To process large volumes of operations, these applications employ many parallel threads of computation and therefore require ordered sets that scale, i.e., improve in performance as the number of available threads in the system increases.
Professor T. Brown and collaborators recently designed a concurrent version of the van Emde Boas tree that incorporates a number of novel space optimizations and can outperform other state-of-the-art concurrent ordered sets by a large margin. However, this data structure relies on hardware transactional memory (HTM) for synchronization. The goal of this project is to extend this work to universally available synchronization mechanisms for systems without HTM support, with optimistic concurrency control (OCC) being one natural direction.

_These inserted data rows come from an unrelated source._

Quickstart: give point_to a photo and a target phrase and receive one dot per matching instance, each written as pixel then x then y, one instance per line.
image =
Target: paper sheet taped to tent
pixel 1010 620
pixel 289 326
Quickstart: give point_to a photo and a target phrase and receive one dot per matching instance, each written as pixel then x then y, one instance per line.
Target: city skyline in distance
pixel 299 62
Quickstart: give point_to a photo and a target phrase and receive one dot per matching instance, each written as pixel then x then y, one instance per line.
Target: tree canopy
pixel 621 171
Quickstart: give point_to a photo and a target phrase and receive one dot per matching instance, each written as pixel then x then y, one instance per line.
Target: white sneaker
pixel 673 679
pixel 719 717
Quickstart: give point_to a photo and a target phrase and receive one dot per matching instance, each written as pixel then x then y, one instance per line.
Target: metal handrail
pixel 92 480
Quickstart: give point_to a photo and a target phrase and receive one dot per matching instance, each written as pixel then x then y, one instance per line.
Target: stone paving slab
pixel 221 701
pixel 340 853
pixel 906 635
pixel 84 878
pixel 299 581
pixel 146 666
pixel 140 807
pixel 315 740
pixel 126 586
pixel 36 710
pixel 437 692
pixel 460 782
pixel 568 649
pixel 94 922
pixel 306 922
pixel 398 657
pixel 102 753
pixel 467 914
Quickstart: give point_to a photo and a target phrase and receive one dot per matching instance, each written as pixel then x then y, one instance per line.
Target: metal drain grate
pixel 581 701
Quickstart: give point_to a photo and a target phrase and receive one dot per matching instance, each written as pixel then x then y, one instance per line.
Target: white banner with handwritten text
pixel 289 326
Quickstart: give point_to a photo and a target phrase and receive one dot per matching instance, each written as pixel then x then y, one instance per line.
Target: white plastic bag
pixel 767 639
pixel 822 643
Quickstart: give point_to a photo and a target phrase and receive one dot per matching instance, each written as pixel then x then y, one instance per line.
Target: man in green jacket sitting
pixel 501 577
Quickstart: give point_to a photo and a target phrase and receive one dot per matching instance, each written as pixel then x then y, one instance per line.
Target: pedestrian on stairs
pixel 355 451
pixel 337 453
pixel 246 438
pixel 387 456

The student will work on extending the existing concurrent tree to support synchronization via optimistic concurrency control (OCC). This will involve the design and implementation of new synchronization mechanisms, a new correctness argument, an experimental evaluation of performance and scalability, and a comparison against other state-of-the-art concurrent sets. Strong results may lead to the preparation of a research paper for publication.
This project is best suited for students who are comfortable programming in C++ and have completed CS 240/CS 240E (or have equivalent knowledge). Prior experience with multithreaded programming (specifically with HTM or OCC), concurrent data structures, or algorithms is helpful but not required. Students should be willing to learn new concepts independently, ask questions when needed, and engage with research papers and technical documentation.